Afua got me with one little part of her article: “Directed by and starring the Nollywood titan Genevieve Nnaji, it is a captivating look at family, class, sexism, politics and the texture of life in the Niger delta. It’s both very Nigerian and very relatable for audiences who know nothing about Nigeria” it was not the only part, but that part made me curious of the movie, Nigeria, a place famous for princes and princesses that have access to millions, and they are willing to share it if you can just hand over your bank details. However there is plenty of goods coming from Nigeria, movies was new to me (as far as I know), So when I was informed that “Yet Lionheart has just been disqualified because there is too much English in it” I woke up fast. Now we do know that the US is not really that literate, so for them The Queen’s English might be as far from Yankie Doodle Dandy as Spanish is and they have to make such waves to understand that, that the movie Lionheart “does feature the Igbo language, which millions of people in eastern Nigeria speak“, OK that was new to me, Well I knew that people in Nigeria had their own speak, i just (until now) did not know it was called Igbo. So it has two foreign languages for Americans. So when we see “And this legacy of empire, even though they were once part of it, is what some American institutions don’t seem able to comprehend” we get part of the fix, which is alarming for the movie maker of Lionheart, well, at least it will have a bigger chance at the Bafta this year, so it seems that Lionheart will “the American Academy expects films competing in its “international feature film” category to emphatically not be in English” no matter how much Queens English is in the movie. It does define the term #OscarsSoWhite in a bitter new definition; will the people like Helen Mirren and Simon Pegg unite making that concept into a comedy? Perhaps with Tom Cruise as the director trying to skate on both sides of the fence?

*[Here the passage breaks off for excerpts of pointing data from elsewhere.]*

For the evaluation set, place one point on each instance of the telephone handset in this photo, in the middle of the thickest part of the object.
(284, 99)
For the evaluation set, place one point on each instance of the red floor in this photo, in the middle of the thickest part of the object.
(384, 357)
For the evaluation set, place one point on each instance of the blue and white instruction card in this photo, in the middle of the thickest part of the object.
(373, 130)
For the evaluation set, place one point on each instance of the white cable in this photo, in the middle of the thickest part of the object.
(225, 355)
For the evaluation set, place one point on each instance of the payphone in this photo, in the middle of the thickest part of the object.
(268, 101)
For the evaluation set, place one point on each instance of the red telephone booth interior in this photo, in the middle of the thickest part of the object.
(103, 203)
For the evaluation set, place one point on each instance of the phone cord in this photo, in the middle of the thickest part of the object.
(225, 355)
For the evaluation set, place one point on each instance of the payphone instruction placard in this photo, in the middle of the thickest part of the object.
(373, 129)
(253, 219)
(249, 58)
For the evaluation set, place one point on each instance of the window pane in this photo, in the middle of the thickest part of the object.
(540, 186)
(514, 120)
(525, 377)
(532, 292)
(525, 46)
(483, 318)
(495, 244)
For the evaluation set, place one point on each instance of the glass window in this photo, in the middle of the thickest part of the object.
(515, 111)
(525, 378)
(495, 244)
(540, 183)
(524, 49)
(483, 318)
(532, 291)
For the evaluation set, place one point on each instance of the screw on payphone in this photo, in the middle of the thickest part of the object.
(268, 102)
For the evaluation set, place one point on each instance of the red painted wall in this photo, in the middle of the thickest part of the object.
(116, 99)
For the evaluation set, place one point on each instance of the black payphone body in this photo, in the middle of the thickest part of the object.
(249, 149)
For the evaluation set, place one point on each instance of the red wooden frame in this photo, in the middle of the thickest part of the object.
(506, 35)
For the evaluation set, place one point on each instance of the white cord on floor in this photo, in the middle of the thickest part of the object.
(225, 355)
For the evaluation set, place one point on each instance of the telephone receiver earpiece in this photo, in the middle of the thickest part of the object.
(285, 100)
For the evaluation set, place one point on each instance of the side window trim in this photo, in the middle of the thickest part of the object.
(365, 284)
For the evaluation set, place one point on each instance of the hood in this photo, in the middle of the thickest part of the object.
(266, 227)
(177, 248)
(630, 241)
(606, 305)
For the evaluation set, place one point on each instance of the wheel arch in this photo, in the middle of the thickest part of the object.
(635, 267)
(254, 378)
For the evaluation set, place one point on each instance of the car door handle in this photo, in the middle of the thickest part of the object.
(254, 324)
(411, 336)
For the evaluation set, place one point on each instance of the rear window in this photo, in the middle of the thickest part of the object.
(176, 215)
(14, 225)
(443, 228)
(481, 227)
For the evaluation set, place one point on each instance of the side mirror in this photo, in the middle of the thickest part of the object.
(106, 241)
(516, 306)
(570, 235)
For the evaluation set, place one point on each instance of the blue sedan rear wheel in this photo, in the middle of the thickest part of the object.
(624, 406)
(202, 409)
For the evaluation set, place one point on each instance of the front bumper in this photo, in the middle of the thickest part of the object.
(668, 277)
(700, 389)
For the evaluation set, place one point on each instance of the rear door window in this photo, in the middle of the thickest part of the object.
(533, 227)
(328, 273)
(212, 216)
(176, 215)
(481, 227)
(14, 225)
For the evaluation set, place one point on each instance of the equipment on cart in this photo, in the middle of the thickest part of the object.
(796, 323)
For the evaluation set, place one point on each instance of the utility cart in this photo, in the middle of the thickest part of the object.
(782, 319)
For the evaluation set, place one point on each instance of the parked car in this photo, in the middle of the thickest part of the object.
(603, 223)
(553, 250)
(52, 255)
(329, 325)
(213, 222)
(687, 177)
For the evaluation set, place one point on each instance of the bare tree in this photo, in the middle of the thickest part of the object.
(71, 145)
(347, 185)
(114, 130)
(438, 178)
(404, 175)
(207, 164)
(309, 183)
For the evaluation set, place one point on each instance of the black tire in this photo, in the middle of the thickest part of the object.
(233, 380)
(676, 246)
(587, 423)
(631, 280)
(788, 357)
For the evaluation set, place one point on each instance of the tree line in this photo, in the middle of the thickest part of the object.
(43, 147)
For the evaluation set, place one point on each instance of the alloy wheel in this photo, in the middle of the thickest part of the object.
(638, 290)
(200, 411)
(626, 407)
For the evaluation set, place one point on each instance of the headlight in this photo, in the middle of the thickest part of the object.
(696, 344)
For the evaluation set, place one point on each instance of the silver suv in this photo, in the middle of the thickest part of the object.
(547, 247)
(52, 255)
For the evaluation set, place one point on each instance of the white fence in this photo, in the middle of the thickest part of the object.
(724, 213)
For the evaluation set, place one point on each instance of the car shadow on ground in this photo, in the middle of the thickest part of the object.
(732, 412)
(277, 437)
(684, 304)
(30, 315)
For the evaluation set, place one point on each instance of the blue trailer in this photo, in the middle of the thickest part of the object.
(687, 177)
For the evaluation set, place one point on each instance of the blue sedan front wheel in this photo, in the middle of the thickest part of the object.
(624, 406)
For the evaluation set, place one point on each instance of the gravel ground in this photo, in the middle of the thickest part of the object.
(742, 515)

Let’s face it, Simon Pegg can make Paul an American (someone whispered to me that Tom Cruise played Paul in the movie bearing his character name), in that case Nolly can be an American too.
Yet in all seriousness
The quote “The American film establishment is clearly struggling to grasp the basic idea that there are Africans who speak English. Viewers get this: Nollywood box office revenues increased by 36% last year” is a decently first milestone in recognising that American standards are nothing to talk home about, In a stage where American values are given to the Oscars, yet for most movies America is merely 25% to a third of the revenue for most American movies whilst the rest comes from the larger screens all outside of the USA, the overly (or is that overtly) standard is set outside of a beach of values we need to consider movies to be in? I believe that Hollywood needs to reconsider its values, before Nolly and Bolly take Holly for a ride in a convertible and show her exactly where things are at.
It sounds foreboding, but it is not, in this age where games are taking the front of where movies are, the idea that Holly takes a bow and takes the list of settings where the grey areas are addressed. The idea that Hollywood has grey areas is just beyond believe, I mean what would we call Alien? A British, Non-American documentary of Space Exploration? I mean, let’s get real here. The games industry is about to dwarf movies in a major way, it is time for the people en mass to get on board and let’s face it, there is no saying how this goes in the future, so Nollywood could be a presence in gaming soon enough.
So today I am happy that I learned something today, Afua Hirsch taught me that Oscars are not a measurement we should be proud of, perhaps it is the year where stars and viewers decide that Bafta is the way to go when it comes to Cinematographical awards, so to all the Nollies in Wood, Welcome to the Bafta’s (well at least Lionheart).